Katakan itu dari awal.

“Tahu tidak…”

Dia membuat tampang jijik untuk sejenak, tapi aku tidak memperhatikan Kawasaki dan segera berdiri. Aku meninggalkan kelas dengan Kawasaki mengikuti di belakangku.

“Di Saizeriya tepat di luar tempat ini. Tahu dimana itu?”

“Jangan remehkan aku. Aku tahu segala hal mengenai Saizeriya, terutama Saizeriya di samping Jalur Sobu.”

Malah, aku bahkan tahu dimana lokasi toko Saizeriya yang pertama berdiri. Awal Saizeriya bermula di Motoyawata. Walaupun mereka tidak membuka toko di sana lagi, mereka memasang papan tanda di sana.

Itu benar-benar membuatku ingin menulis pada tanda tersebut bahwa kantor “Tora no Ana” dan pusat distribusinya sebenarnya ada di Motoyawata.

Aku keluar melalui pintu masuk institut tersebut menuju jalan yang menyesakkannya panas.
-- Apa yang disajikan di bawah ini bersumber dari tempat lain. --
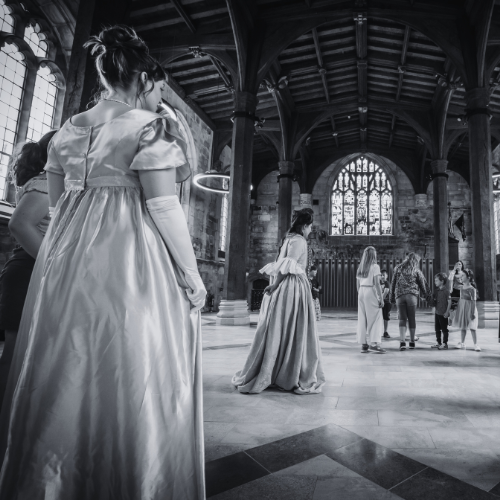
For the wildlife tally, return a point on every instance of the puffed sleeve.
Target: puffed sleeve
(159, 150)
(53, 164)
(288, 264)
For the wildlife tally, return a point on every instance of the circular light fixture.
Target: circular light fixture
(197, 178)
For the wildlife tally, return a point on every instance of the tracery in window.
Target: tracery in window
(6, 20)
(12, 74)
(36, 40)
(362, 200)
(43, 105)
(223, 216)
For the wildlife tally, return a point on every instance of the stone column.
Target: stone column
(482, 202)
(233, 309)
(440, 199)
(285, 197)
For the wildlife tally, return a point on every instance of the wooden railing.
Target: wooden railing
(338, 280)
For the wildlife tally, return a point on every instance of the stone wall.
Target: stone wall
(413, 220)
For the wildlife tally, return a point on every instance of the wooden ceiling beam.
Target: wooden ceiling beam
(185, 17)
(401, 69)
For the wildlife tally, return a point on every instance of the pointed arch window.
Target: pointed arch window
(12, 75)
(43, 105)
(6, 20)
(362, 200)
(36, 40)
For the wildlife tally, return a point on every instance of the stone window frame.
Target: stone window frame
(381, 161)
(22, 19)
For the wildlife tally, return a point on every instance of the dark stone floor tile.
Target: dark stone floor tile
(434, 484)
(377, 463)
(230, 472)
(496, 490)
(289, 451)
(272, 488)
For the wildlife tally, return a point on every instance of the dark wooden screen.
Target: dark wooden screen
(338, 280)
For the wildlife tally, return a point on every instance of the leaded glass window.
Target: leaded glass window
(36, 40)
(223, 216)
(362, 200)
(12, 73)
(6, 20)
(43, 105)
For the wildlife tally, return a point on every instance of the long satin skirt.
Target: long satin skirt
(370, 321)
(105, 392)
(285, 351)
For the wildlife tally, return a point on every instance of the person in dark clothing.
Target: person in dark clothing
(386, 310)
(315, 290)
(441, 300)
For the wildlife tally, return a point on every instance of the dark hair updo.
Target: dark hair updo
(120, 56)
(300, 219)
(31, 159)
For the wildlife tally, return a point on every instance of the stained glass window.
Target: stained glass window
(43, 105)
(223, 216)
(12, 73)
(35, 40)
(6, 20)
(362, 200)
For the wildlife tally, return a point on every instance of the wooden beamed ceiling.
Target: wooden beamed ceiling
(357, 68)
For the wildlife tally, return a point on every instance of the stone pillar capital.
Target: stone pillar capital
(477, 98)
(305, 200)
(245, 102)
(439, 166)
(286, 167)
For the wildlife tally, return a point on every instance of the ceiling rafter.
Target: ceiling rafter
(322, 72)
(185, 17)
(401, 70)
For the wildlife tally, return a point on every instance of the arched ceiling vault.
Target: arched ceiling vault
(332, 78)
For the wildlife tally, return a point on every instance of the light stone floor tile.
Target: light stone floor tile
(259, 434)
(479, 468)
(394, 437)
(393, 418)
(439, 407)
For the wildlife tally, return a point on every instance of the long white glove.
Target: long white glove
(168, 216)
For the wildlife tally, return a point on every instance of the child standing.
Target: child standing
(441, 300)
(466, 314)
(386, 310)
(316, 290)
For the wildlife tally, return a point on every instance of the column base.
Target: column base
(233, 312)
(488, 313)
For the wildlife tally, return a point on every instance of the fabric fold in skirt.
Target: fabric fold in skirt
(105, 390)
(285, 351)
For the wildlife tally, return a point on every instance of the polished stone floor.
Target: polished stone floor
(422, 424)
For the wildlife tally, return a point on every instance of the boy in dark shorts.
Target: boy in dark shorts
(386, 310)
(441, 300)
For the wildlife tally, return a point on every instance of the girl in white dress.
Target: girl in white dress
(370, 303)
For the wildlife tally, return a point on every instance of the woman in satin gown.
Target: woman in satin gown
(105, 389)
(285, 351)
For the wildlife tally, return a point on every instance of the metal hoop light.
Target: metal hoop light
(197, 178)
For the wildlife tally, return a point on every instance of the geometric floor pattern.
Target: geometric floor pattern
(421, 424)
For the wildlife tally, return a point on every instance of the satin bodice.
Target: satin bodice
(111, 153)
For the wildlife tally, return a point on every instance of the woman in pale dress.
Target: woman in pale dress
(370, 303)
(28, 225)
(105, 388)
(285, 352)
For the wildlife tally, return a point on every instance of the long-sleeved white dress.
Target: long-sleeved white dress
(285, 351)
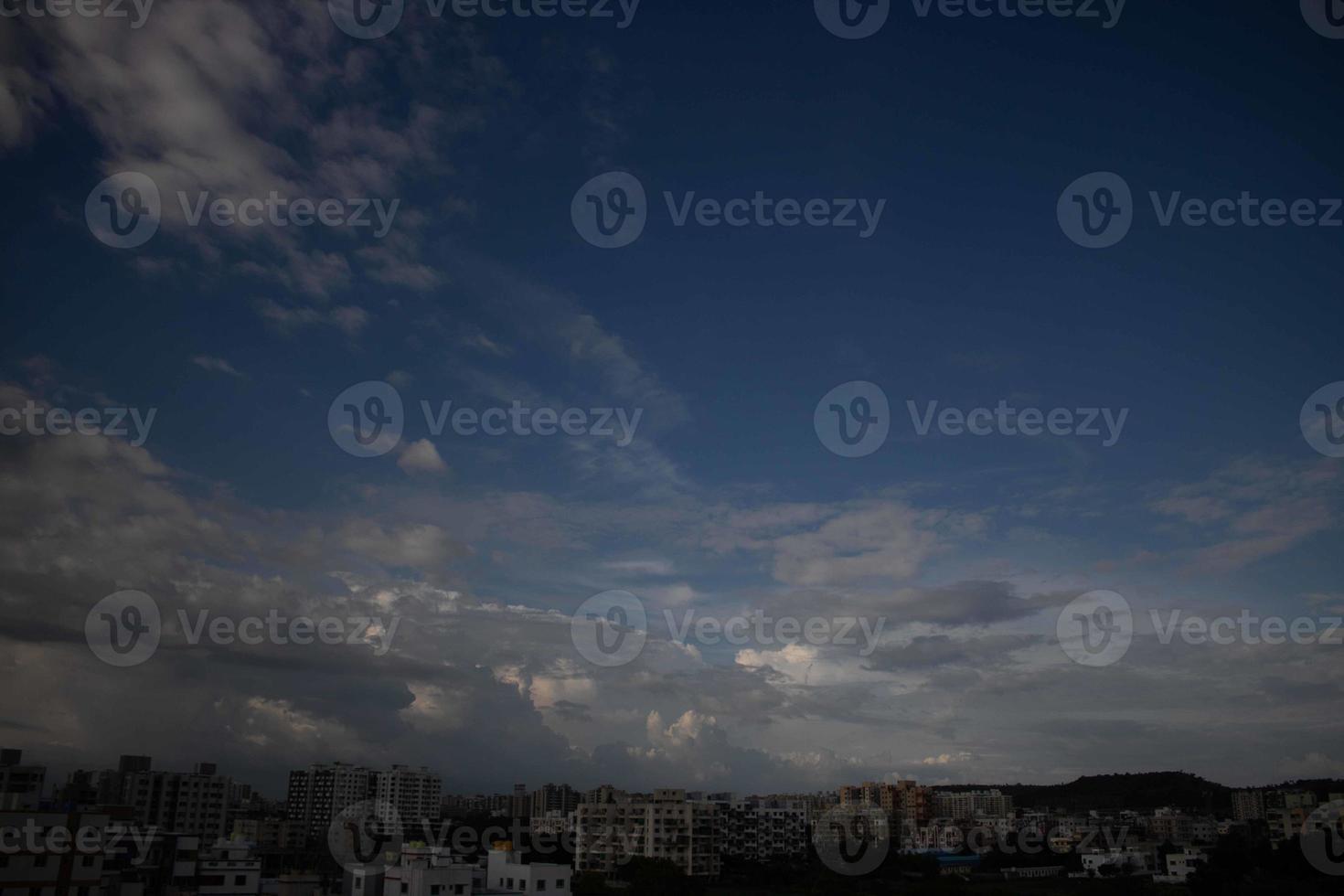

Bahkan tidak ada sedikitpun angin yang berhembus selagi sinar matahari terik terlihat kabur oleh hawa panas yang tercurah padaku.

Waktu di antara jadwal les. Dengan orang yang datang dari stasiun dan orang yang menuju stasiun, kepadatan manusia di lingkungan ini meningkat drastis.

Kawasaki dan aku nyaris tidak mengatakan apa-apa selagi kami menyusuri jalan kami melalui celah pada gelombang manusia. Aku biasanya bertindak sendirian, jadi aku telah menjadi agak ahli dalam mencari jalur kosong untuk dilewati. Mulai saat ini adalah waktunya Siluman Hikki untuk beraksiǃ[4]

Kelihatannya, Komachi dan serangga beracun itu ada di Saizeriya di dekat sini.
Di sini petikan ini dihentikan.